19. Dependence and Mixed Models

When Observations Are Not Independent

Published

2026/03/22

NoteIn This Chapter
  • why non-independence creates misleadingly confident analyses;
  • how grouped and nested sampling structures arise in ecology;
  • the difference between fixed and random effects;
  • how to fit and interpret a simple random-intercept mixed model in R;
  • how to report a mixed model in the same journal style used elsewhere in the course.
ImportantTasks to Complete in This Chapter
  • None

1 Introduction

Most of the models in the earlier chapters assume that each observation contributes genuinely new information. In ecological sampling that is often false, because measurements taken from the same site, transect, colony, quadrat, or individual tend to resemble one another more than measurements taken from different sampling units.

That is what dependence means in practice. So, the observations are not fully independent because they share context, history, or structure.

If we ignore that structure, the analysis becomes overconfident. Standard errors shrink, degrees of freedom are effectively exaggerated, and the model can start reporting strong-looking results that are partly artefacts of the sampling design.

Mixed-effects models provide one of the main solutions to this challenge.

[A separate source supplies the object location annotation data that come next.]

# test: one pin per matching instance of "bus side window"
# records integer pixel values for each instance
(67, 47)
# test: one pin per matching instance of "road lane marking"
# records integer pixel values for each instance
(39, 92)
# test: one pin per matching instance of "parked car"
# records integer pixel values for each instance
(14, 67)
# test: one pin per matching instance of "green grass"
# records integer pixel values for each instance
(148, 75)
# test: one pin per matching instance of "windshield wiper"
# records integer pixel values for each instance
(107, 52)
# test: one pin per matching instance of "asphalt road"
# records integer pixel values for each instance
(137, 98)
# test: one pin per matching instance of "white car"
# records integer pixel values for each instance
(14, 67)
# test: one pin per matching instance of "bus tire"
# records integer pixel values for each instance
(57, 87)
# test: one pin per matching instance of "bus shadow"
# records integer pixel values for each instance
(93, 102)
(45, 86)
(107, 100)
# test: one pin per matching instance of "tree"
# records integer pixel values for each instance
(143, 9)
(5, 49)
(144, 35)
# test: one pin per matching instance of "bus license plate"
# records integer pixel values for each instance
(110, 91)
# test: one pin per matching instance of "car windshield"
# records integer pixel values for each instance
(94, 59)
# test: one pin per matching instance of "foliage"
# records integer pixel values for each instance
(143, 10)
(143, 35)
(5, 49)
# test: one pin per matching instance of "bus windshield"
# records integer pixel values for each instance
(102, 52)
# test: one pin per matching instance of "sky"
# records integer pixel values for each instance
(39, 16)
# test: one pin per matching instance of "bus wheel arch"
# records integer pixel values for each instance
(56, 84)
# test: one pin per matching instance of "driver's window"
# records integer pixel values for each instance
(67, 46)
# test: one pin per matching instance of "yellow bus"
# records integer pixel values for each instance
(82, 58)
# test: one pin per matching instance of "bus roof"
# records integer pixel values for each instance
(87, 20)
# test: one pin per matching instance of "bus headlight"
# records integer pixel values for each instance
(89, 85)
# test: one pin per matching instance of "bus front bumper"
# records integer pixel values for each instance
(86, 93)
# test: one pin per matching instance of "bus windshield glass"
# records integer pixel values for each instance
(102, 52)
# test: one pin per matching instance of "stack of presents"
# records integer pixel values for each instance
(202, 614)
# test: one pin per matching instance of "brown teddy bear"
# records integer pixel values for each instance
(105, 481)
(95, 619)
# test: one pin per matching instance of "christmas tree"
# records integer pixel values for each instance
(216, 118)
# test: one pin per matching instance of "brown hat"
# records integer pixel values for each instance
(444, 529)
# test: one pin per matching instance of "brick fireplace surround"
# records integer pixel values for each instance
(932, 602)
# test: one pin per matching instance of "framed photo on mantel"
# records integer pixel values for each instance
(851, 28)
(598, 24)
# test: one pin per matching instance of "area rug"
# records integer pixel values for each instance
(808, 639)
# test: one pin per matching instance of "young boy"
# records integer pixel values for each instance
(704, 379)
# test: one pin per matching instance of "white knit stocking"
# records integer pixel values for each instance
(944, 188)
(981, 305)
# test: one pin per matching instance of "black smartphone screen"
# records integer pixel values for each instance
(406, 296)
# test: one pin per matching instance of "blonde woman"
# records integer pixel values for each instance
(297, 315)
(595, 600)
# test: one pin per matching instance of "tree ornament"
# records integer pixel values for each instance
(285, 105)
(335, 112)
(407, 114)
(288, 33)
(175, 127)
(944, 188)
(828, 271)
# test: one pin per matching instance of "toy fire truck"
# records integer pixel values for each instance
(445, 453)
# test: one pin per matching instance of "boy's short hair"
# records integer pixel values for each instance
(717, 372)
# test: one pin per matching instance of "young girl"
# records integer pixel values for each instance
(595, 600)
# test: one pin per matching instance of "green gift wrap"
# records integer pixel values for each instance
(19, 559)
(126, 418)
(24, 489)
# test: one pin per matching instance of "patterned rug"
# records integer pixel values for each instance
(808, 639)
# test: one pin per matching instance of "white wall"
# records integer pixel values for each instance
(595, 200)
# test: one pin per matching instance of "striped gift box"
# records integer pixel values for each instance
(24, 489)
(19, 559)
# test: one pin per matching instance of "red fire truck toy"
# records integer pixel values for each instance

They allow us to keep the fixed effects that address the biological question while accounting for variation among grouped sampling units through random effects.

2 Key Concepts

  • Dependence means observations are not fully independent of one another.
  • Grouped structure arises when observations are clustered within sites, years, individuals, or other units.
  • Fixed effects represent systematic effects of direct biological interest.
  • Random effects represent structured variation among sampling units.
  • A random intercept model allows each site or group to have its own baseline level.
  • Mixed models are tailored to a specific sampling structure or design.

3 When This Method Is Appropriate

You should start thinking about mixed models when:

  • observations are nested within sites, transects, plots, years, or individuals;
  • the same unit is measured repeatedly;
  • the sampling design clearly has hierarchical structure;
  • treating all observations as independent would create pseudoreplication.

Typical cases include:

  • quadrats within sites;
  • birds sampled within beaches;
  • repeated measurements on the same animals;
  • monthly observations within monitoring stations.

4 Nature of the Data and Assumptions

Mixed models do not remove the need for ordinary model checking. So, for a Gaussian linear mixed model, the main assumptions are still:

  1. independence between higher-level units such as sites or individuals;
  2. approximately normal residuals;
  3. reasonably constant residual variance;
  4. a sensible specification of the random-effects structure.

The important difference is that we now no longer assume independence among observations inside the same group.

5 The Core Equations

A simple random-intercept mixed model can be written as:

\[Y_{ij} = \alpha + \beta_{1}X_{1ij} + \cdots + \beta_{p}X_{pij} + b_{j} + \epsilon_{ij} \tag{1}\]

In Equation 1, \(Y_{ij}\) is the response for observation \(i\) in group \(j\), the \(\beta\) terms are the fixed effects, \(b_{j}\) is the random intercept for group \(j\), and \(\epsilon_{ij}\) is the residual error.

The important idea is that the model has two sources of variation:

  • between-group variation, captured by the random effect \(b_j\);
  • within-group variation, captured by the residual term \(\epsilon_{ij}\).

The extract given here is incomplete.